A wage hike may be too late now.

According to a recent survey conducted by Robert Half, 86 per cent of CFOs in Singapore’s Commerce and Industry and 92 per cent of senior business leaders in Banking and Financial Services are concerned about losing top performers to other job opportunities in the next year.

Furthermore, 87 per cent of Commerce and Industry CFOs and 94 percent of Financial Services leaders are finding it challenging to find and hire professionals with the right skill sets.

Ms Stella Tang, Director of Robert Half Singapore, cautioned that increasing pay in 2013 may not guarantee the retention of top staff in the long term.

“The continued confidence in the market is putting finance and accounting talent with the right skills in a strong position to move to more attractive opportunities. To help improve loyalty, employers need to remember there are other motivators beyond a good salary. For example, offering a clear career path, flexible work arrangements, and the opportunity to work with a mentor and in an environment where the employee can play a significant role in executing business strategy,” she said.

However, Singapore’s CFOs and finance directors are confident of the growth prospects of their businesses in 2013, which is good news for the job prospects of finance and accounting professionals.

According to the survey, 78 per cent of CFOs in Commerce and Industry are positive about Singapore’s economic prospects, and a high 89 per cent are optimistic about their company’s fortunes.
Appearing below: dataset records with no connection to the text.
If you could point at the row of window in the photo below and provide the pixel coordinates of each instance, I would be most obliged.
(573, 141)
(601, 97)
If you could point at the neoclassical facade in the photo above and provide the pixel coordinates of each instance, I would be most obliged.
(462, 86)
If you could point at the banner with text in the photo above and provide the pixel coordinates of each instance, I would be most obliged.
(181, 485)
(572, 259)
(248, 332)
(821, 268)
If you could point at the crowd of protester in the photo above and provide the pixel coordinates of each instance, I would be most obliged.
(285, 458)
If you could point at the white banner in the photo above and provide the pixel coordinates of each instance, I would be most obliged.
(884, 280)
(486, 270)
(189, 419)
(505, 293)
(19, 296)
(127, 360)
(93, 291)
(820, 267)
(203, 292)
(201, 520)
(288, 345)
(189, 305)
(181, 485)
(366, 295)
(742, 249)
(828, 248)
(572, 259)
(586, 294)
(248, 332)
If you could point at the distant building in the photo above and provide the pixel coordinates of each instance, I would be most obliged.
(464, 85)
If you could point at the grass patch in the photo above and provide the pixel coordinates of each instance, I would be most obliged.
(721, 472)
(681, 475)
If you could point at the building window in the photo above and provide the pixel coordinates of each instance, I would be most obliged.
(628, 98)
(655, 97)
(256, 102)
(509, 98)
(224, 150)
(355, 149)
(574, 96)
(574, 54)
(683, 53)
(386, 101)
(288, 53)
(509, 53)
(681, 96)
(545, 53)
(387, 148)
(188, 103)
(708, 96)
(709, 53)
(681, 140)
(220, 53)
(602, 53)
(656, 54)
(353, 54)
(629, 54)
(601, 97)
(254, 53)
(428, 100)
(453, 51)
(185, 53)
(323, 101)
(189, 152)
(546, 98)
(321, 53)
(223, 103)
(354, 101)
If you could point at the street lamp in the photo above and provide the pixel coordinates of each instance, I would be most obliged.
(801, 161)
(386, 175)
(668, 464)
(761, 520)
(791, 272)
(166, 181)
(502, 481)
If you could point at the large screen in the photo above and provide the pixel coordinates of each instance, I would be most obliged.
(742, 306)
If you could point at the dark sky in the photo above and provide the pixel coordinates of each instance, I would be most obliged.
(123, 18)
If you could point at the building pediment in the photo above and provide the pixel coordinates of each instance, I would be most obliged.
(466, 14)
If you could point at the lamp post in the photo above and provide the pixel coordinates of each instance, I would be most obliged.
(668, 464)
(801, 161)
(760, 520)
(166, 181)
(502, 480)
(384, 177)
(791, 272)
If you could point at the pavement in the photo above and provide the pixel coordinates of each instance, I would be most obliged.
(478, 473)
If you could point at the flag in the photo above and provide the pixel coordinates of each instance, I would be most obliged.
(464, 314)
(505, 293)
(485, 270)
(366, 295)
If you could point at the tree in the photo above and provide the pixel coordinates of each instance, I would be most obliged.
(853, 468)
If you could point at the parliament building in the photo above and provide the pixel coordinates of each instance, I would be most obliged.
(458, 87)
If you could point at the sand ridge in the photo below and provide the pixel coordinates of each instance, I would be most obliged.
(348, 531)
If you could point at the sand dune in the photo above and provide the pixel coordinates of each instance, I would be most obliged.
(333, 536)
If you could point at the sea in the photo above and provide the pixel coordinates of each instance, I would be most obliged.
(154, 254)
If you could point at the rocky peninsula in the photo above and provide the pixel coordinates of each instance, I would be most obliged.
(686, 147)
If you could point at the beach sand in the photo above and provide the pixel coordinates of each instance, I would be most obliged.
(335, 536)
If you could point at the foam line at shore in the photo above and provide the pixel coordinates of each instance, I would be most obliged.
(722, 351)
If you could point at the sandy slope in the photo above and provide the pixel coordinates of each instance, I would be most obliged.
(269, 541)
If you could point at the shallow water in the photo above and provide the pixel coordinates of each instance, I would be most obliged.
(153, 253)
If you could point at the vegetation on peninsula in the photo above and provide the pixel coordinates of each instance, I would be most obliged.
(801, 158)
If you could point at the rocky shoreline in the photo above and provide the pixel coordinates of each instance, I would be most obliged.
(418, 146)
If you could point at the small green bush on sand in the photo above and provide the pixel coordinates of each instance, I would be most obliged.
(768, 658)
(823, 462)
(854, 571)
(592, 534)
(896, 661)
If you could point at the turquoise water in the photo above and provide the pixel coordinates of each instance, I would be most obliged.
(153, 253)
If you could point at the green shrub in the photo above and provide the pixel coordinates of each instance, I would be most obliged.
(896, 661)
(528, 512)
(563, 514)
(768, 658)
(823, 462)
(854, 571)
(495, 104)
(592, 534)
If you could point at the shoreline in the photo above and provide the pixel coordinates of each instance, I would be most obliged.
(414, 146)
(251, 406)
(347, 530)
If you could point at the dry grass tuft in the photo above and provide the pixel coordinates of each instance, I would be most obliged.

Among the Banking and Financial Services group, 83 per cent of senior business leaders are confident about Singapore’s economic future, while 85 per cent feel positive about their company’s prospects.

This confidence is reflected in a strong start to hiring in early 2013 with 31 per cent of CFOs and finance directors in Commerce and Industry planning to add new permanent finance and accounting staff in the first quarter of 2013, while 56 per cent will be maintaining their current headcount. Only nine per cent are freezing all new hires, and four per cent are forecasting a reduction in headcount.

In the Banking and Finance Services sector, 33 per cent of companies plan to add new permanent staff in the first three months of 2013, with a further 50 per cent maintaining current levels. Another 11 per cent are freezing all new hires while six per cent are looking to reduce headcount.

Ms Stella Tang said, “We have been through a period where many jobs that were cut during the financial crisis have been reinstated, and positions were created in response to business growth.”

“As we enter 2013, companies are still optimistic about their prospects, and many are cautiously adding additional headcount. Companies may also be looking to improve productivity to get more from their existing workforce. If the global economic climate improves, then companies will very quickly enter the employment market to make new hires to boost capacity.”

The survey captured the views of 300 Chief Financial Officers (CFOs) and finance directors in Singapore – 150 from the Banking and Financial Services sector, and another 150 from the Commerce and Industry sector.